The workshop looked at land snails as pest agents, including biosecurity risks and disease transfer, and how introduced species leads to the decline in self-sufficiency and healthy food production. The potential for using edible native snails and their sustainable use was also discussed.
Associate Professor at the Division of Biological Sciences, Dr Gilianne Brodie said the aims of the workshop were to ensure an exchange of information across all stakeholders, strengthening collaborative linkages via development of joint research proposals and identifying knowledge gaps.
“The workshop was also aimed at exploring funding opportunities that facilitate multi-disciplinary collaboration and address stakeholder needs,” Dr Brodie added.
Participants included representatives from Fiji’s Ministry of Health, Ministry of Agriculture, Biosecurity Authority of Fiji, USP, NatureFiji-MareqetiViti, and Landcare Research New Zealand.
According to Dr Brodie, Fiji’s land snail fauna is highly diverse as there are over 230 species of which 90 per cent are native and 78 per cent are endemic to the archipelago.
“Many of the non-native species are known agricultural pests and documented as disease carrying vectors elsewhere in the world,” she said.
“Collated information is urgently required to detect and adequately manage non-native species, and if possible to prevent the spread of invasive species to non-infected islands.”

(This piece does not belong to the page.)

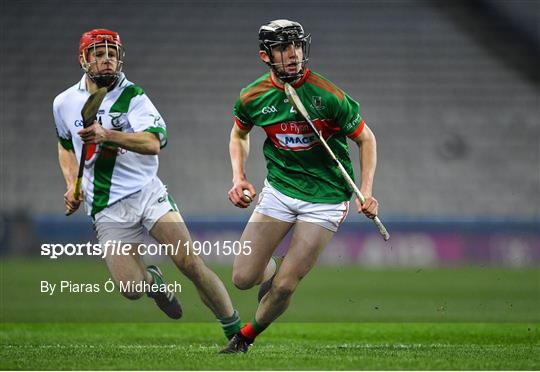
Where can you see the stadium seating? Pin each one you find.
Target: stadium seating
(457, 129)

The new programme which is expected to run for 3-5 years consists of four focal areas to help facilitate collaboration between cross-country and organisational stakeholders. The programmes include:
· Invasive land snails as threats to food and cash-crop production;
· Food safety: snail-vectored pathways of Angiostrongylus cantonensis & medical parasitology;
· Native Placostylus snailsas a sustainable food source for humans, livestock and aquaculture; and
· Endemic Placostylinae systematics, extinction risk & traditional knowledge.